A collection of articles written in 1982 and ]983, the booklet is mainly crafted by Barrie Zwicker, a well-known Canadian freelance journalist who has long been concerned about the threats to peace.
It has many illuminating and provocative quotations, such as George Kennan’s observation that “the view of the Soviet Union that prevails today in large portions of our … journalistic establishment (is) so extreme, so subjective, so far removed from what any sober scrutiny of external reality would reveal, that is not only ineffective but dangerous as a guide to political action,”
The piece “Our Portrayal of the Soviet Union” is based on research into stories in three major Canadian dailies. It shows that the picture of the Soviet Union provided by our print media is so distorted that it becomes almost impossible for us to relate to that nation and, its peace proposals constructively.
Relying usually on US government or unnamed sources, most of the articles dealt with in this piece simply feed the Cold War mentality. Spy stories, real or imagined, are very common, while neutral or accurate accounts, of daily life in the Soviet Union are very scarce. Opinion pieces and editorials were, over a six-month period, 60-80% negative. In brief, “coverage of the Soviet Union is anti-Soviet.”
Because we have been fed this ‘line’ uniformly since 1945, most Canadians and Americans swallow it unquestioningly. It is the merit of this booklet that it systematically exposes the nature and depth of media bias and underscores its dire consequences: “The essential violence of med)a misrepresentation about the Soviet Union and the arms race,” suggests Alan Geyer in “The Idea of Disarmament” “is that it destroys communication, trust and confidence, and eventually generates hostility and death.”
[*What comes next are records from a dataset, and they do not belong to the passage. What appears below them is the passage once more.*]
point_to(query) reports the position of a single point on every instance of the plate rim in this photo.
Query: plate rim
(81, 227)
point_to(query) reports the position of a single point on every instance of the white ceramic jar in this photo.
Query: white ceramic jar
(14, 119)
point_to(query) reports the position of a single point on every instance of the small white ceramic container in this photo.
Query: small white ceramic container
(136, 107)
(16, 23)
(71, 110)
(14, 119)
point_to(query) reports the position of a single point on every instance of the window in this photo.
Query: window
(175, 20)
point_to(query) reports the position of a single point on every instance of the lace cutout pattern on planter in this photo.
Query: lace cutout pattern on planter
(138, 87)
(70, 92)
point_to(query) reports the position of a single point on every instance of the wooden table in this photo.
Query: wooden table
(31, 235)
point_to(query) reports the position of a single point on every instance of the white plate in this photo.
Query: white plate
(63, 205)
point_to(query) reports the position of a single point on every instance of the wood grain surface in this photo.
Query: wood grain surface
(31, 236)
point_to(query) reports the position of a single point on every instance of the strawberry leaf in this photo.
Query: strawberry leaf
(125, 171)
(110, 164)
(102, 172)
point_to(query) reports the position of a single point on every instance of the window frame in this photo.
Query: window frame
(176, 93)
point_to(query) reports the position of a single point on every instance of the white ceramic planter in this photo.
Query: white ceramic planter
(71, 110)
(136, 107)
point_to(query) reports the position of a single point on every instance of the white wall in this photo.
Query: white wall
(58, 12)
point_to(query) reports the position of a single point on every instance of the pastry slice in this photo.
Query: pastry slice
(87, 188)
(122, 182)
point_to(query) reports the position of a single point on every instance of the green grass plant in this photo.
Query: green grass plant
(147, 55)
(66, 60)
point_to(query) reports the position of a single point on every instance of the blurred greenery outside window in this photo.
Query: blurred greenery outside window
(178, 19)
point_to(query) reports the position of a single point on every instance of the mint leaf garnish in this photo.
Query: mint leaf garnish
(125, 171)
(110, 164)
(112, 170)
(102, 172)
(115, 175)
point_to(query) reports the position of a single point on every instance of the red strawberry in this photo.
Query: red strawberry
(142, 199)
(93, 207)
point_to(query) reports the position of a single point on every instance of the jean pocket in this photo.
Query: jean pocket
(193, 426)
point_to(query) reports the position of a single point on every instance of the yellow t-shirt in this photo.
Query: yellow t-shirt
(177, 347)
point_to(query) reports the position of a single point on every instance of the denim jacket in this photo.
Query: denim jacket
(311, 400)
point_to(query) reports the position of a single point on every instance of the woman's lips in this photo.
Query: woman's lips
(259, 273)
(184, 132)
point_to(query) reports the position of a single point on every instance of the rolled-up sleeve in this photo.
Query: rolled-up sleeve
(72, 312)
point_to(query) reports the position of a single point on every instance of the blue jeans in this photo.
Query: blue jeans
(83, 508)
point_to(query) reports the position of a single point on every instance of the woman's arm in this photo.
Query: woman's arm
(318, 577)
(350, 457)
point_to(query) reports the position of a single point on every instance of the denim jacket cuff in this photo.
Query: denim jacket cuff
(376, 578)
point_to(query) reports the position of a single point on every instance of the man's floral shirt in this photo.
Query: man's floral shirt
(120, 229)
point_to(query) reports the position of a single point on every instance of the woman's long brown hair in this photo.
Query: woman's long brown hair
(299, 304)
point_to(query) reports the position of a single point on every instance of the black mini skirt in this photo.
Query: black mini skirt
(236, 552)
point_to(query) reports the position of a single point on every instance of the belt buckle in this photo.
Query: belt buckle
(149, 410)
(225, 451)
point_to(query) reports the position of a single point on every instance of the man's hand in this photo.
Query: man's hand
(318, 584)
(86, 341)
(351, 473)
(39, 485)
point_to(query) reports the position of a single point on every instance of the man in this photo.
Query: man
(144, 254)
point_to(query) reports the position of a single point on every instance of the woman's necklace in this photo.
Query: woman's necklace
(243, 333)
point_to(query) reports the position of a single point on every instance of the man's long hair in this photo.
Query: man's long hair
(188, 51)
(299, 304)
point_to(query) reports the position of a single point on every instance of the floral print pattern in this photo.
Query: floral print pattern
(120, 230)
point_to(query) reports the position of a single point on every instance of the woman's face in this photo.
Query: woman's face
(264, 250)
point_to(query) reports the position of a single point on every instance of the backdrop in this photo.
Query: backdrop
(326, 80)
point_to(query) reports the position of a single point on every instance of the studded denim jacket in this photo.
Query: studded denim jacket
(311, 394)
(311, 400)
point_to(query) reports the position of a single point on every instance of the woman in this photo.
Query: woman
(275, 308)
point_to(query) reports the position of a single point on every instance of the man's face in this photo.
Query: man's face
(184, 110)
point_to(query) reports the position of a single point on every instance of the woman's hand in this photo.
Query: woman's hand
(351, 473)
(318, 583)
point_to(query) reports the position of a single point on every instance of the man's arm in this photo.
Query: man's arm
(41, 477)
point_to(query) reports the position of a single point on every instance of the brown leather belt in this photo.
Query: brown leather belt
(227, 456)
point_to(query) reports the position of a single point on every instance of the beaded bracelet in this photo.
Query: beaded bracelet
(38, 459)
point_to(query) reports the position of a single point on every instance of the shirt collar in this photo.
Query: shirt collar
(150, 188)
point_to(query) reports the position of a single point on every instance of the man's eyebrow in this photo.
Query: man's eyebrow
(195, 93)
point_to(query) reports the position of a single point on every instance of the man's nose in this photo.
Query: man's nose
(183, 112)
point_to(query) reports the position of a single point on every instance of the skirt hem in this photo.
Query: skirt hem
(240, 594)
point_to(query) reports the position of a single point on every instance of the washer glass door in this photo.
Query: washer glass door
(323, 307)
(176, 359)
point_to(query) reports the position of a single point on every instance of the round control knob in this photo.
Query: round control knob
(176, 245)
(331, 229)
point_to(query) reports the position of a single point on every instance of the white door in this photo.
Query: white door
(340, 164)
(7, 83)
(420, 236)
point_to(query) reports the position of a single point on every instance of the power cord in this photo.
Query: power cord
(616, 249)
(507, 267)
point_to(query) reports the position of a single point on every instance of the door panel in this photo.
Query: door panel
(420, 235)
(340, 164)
Zwicker summarises the study by an American journalist, William Dorman, which reveals the depth of the US bias, which affects even leading dailies such as the New York Times and the Washington Post, Dorman found that “Russian intentions and behavior to be painted in the darkest possible shades.” He concludes that “the media are often little more than spear carriers for official Washington.”
We usually believe our press in North America to be free. This booklet shows that most of the time it sees Russia as the great Satan, and is not free to be either fair or just. Economic factors are powerful here, but also we have come to believe our own propaganda. Before it is too late, this must be changed.
As Zwicker points out, “Stalin’s death camps, the brutality of Budapest in 1956 and Prague in 1968, and Soviet mistreatment of intellectuals, Baptists, Jews and dissident workers elicit and ought to elicit moral outrage, but none of these crimes is evidence of an intention to start a nuclear war.”